Hot on the heels of the FTC’s recent appointment of a new Chief Technologist and the EU’s announcement that it plans to overhaul its data protection rules in 2011, it now looks like the Obama Administration soon will be throwing its hat into the Internet privacy ring. According to press reports, the Administration is preparing a stepped-up approach to policing Internet privacy which will call for new laws and the creation of a new oversight position.
The reports suggest that the strategy likely will be unveiled in a report to be issued by the US Commerce Department in the next few weeks. The White House also recently created a special task force to transform the Commerce Department’s recommendations into policy. The White House task force, set up three weeks ago, is led by Cameron Kerry, brother of Sen. John Kerry (D. Mass.) and Commerce Department General Counsel, and Christopher Schroeder, Assistant Attorney General at the Department of Justice. Both initiatives signal a heightened interest in online privacy by the Obama administration.
Currently, there is no comprehensive US law that protects consumer privacy online. The only agency tasked with policing Internet privacy issues is the FTC, which is limited to taking action only in those instances when a privacy-violating action is deemed deceptive or unfair under Section 5 of the FTC Act. In addition, the Commission is limited both in its ability to impose penalties in individual cases and to engage in rulemaking. In a year in which the news has been filled with stories about Internet privacy violations and increased concern about the potential misuse of personal data, it appears that some in government believe that a more aggressive approach to Internet privacy regulation may be necessary.

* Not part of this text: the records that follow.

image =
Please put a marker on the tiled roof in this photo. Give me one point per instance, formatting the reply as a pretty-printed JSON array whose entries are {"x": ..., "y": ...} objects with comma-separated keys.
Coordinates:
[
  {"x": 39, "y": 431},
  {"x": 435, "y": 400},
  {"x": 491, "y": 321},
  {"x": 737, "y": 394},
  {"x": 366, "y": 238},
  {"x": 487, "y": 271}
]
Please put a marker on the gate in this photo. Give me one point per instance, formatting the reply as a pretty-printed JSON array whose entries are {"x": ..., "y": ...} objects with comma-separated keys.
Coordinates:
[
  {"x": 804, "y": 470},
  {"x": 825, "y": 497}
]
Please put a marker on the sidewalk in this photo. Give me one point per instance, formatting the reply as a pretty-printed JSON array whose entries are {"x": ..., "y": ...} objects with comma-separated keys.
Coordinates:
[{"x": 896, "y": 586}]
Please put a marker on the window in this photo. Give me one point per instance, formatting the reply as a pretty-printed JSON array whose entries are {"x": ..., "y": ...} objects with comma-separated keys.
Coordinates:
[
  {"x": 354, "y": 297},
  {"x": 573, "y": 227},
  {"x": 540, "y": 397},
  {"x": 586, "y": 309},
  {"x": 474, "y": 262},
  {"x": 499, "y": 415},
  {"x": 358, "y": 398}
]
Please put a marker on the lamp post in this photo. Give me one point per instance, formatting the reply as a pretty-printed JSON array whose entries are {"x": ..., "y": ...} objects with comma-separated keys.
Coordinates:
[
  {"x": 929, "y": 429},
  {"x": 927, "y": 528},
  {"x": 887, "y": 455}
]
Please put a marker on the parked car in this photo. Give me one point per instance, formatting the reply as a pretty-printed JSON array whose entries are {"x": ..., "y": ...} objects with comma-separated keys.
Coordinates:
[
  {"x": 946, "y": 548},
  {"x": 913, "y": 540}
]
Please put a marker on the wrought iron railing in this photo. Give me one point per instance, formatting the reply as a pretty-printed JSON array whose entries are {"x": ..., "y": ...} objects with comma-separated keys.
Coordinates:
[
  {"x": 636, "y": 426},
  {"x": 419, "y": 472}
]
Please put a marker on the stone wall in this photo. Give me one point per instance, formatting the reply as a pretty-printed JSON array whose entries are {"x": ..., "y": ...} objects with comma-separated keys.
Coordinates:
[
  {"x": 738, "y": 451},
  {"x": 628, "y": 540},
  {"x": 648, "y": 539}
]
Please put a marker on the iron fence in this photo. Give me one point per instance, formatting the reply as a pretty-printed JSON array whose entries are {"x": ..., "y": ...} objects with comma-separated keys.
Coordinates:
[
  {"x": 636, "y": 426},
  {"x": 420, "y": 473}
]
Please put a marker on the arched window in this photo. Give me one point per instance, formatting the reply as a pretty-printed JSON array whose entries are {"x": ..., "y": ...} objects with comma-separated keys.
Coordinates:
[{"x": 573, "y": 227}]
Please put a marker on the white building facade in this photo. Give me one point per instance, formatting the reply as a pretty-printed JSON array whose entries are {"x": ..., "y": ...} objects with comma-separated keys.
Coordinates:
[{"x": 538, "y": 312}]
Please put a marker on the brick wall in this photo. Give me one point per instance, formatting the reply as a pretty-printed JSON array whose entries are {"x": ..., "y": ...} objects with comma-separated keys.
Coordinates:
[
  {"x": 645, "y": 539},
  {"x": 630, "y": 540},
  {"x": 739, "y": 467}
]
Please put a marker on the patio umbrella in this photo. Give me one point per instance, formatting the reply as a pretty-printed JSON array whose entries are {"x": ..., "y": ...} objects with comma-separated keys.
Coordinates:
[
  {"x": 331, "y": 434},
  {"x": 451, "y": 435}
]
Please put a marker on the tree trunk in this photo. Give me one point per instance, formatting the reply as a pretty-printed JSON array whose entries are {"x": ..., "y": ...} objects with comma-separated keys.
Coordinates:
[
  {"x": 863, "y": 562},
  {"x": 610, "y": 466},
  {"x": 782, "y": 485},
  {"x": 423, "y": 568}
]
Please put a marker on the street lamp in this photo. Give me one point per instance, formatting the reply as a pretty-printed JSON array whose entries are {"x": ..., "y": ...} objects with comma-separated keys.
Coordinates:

The Administration may well face a tough road in implementing new privacy initiatives. Opponents of increased oversight argue that industry self-regulation is the best way to address privacy concerns and that governmental regulations may stifle innovation of new Web-based technologies. On the other hand, proponents of increased regulation believe that the self-policing of the Web has failed to protect the privacy of Internet users.
It remains to be seen how future online privacy initiatives will be impacted by the recent Republican takeover of the House. Any new privacy initiatives will require an expansion of the government’s role over this area in the context of the Republicans' recent campaigning for a curtailment of “big” government. That said, online privacy protection may be an issue where the left and the right do not necessarily line up in the usual ways. One example of this came from Joe Barton (R., Texas), co-chairman of the Congressional Privacy Caucus, who commented that the Administration’s initiative is “[b]etter late than never. I am glad more and more folks, in the government and otherwise, are beginning to realize that there is a war against privacy.” As Rep. Barton’s comment suggests, it just may be that the Republicans will be carrying the banner for increased government oversight and more regulation -- at least when it comes to online privacy.